Por aquel entonces en Hollywood había cierto predicamento hacia las películas que mostraran historias no convencionales, las discapacidades, las segregaciones, las minorías…, parecían ser siempre una opción deseable para los miembros de la Academia, más por la temática que por la calidad. Esa estela no se ha abandonado todavía aunque ahora se estila mucho el mirar a la raza negra y a las mujeres, por intentar equilibrar lo que ha estado tendido hacia un lado durante mucho tiempo, que luego la producción tenga calidad a veces pasa a un segundo plano.

En esta película «Mi pie izquierdo» se revela un poco de lo comentado anteriormente, la película no es brillante pero la mejoran sustancialmente sus interpretaciones. Me quejo alguna vez de la duración excesiva de determinadas películas, se hacen pesadas, algunos pasajes serían prescindibles y desde luego reflexionas acerca de que un adelgazamiento no alteraría su fin, más bien contribuiría a un mayor éxito en mi opinión. Esta película es justo al revés, es algo corta y uno tiene la sensación de que el relato vital que cuenta omite algunas realidades que sería interesante haber incorporado.

Por esta película el grandísimo actor Daniel Day-Lewis obtuvo su primer Óscar, encarnando la figura del escritor y pintor discapacitado irlandés Christy Brown. En realidad la película no es más que la plasmación del libro autobiográfico escrito por dicho autor y en el que narra una vida de dificultad en la que supo superarse gracias al apoyo de su familia y a la única extremidad que manejaba con cierta soltura, su pie izquierdo.

Es una película donde se presta más atención, diría yo, a las interpretaciones que a la historia. El director de la misma, Jim Sheridan, pretendió que se reprodujera con bastante exactitud la dolencia que sufría su protagonista, en concreto, un tipo de parálisis cerebral bastante limitativa, la atetoide. El personaje, de niño, apenas podía moverse, ni hablar, hasta el punto de que la familia dio por hecho que no tenía uso de razón hasta que comenzó a dibujar con una tiza en el suelo con su pie hábil símbolos que parecían tener sentido y empezaron a tener una comunicación cada vez más fluida.

Con la ayuda de su madre, en la película a través de una sensacional Brenda Fricker, que también se llevó el Óscar a la mejor actriz secundaria, consiguió que el chico comenzara a evolucionar en su aprendizaje y también con la ayuda de expertos, logró que pudiera hablar de forma inteligible.

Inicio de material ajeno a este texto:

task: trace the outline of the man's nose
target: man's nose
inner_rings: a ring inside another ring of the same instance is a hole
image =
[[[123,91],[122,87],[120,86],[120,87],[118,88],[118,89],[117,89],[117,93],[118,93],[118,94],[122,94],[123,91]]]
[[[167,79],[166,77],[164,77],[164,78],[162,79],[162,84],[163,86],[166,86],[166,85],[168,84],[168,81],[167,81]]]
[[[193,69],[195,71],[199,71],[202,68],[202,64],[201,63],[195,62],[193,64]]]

Crhisty Brown de niño está representado por Hugh O'Conor que realiza un papel de muchísimo mérito.

En la película también se subraya las dificultades de una familia muy humilde, padre albañil y con veintidós vástagos, que moraba en una zona obrera de los suburbios de Dublín. Christy Brown se muestra en la película como un ser querido por sus hermanos que no desdeñaban la posibilidad de que se integrase en actividades impensables para una persona con sus enormes limitaciones.

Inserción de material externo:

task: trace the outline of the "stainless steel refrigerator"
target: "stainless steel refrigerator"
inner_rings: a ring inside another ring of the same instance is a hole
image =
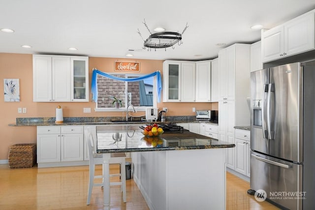
[[[315,209],[315,61],[251,74],[251,188]]]

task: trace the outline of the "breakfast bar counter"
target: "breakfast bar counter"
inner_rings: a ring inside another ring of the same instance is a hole
[[[225,209],[226,150],[235,145],[187,130],[148,138],[139,125],[95,127],[104,162],[111,152],[132,152],[133,180],[151,210]]]

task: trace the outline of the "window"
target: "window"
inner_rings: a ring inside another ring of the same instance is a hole
[[[120,78],[136,78],[141,76],[138,74],[111,74]],[[112,99],[108,97],[111,96],[121,100],[122,108],[124,109],[130,103],[134,107],[156,107],[155,105],[156,96],[154,80],[154,77],[151,77],[139,82],[124,82],[98,75],[96,111],[119,110],[113,106]],[[127,103],[126,103],[126,101]],[[138,110],[141,111],[141,109],[139,108]]]

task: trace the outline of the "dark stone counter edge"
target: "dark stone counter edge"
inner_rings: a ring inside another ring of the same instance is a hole
[[[250,126],[235,126],[234,128],[240,129],[242,130],[251,130]]]
[[[115,153],[115,152],[133,152],[140,151],[171,151],[175,150],[200,150],[209,149],[231,148],[235,147],[234,144],[228,145],[215,145],[207,146],[195,146],[181,147],[179,148],[129,148],[118,149],[109,150],[96,150],[96,152],[103,153]]]
[[[120,118],[121,119],[121,118]],[[118,120],[114,119],[114,120]],[[51,126],[51,125],[88,125],[99,124],[149,124],[156,122],[150,122],[147,121],[121,121],[120,122],[112,122],[108,118],[106,117],[82,117],[82,118],[64,118],[63,122],[55,123],[55,119],[54,118],[17,118],[16,122],[8,124],[11,126]],[[194,119],[181,119],[181,117],[172,118],[169,120],[161,122],[156,122],[158,123],[193,123],[196,122]],[[206,123],[218,125],[218,122],[204,122]]]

Con sus avances en pintura Christy comienza a ser conocido y se centra mucho la película en sus frustraciones en el terreno amoroso, tal vez demasiado, hasta el punto de que el protagonista sufre mucho interiormente y su única salida es muchas veces el alcohol.

No cuenta la película el fallecimiento del escritor a los 49 años en un episodio controvertido, pues murió atragantado en una comida, pero parece ser que la autopsia descubrió que habría sufrido malos tratos previos.

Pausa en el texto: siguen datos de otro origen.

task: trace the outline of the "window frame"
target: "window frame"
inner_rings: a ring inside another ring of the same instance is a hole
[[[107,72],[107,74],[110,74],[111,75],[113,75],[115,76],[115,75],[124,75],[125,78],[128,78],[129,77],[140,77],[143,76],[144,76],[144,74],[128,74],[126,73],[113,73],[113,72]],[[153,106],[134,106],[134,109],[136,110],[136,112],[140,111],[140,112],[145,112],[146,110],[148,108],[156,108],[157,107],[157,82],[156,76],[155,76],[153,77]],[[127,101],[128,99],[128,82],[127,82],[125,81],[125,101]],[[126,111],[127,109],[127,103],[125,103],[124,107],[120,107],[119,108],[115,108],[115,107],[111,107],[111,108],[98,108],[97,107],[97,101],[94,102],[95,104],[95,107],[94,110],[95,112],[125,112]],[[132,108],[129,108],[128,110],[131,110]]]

Resulta interesante haber visto la película después de mucho tiempo, por cierto que he tenido que tratar con gente con esta enfermedad y admiro su capacidad de entrega y superación. La cinta que he visto es en inglés con acento irlandés, y es notablemente difícil de coger frases, un acento duro.

Como se puede observar la temática era bastante lejana al perfil que una tropa un tanto cerril podía consumir una tarde de verano en un cuartel de militares de reemplazo a finales del siglo XX, pero yo di la nota, me reivindiqué, nadie o casi nadie se acordará de esto, a lo mejor mi buen amigo y asiduo seguidor de este blog Fran Jiménez Rubiño.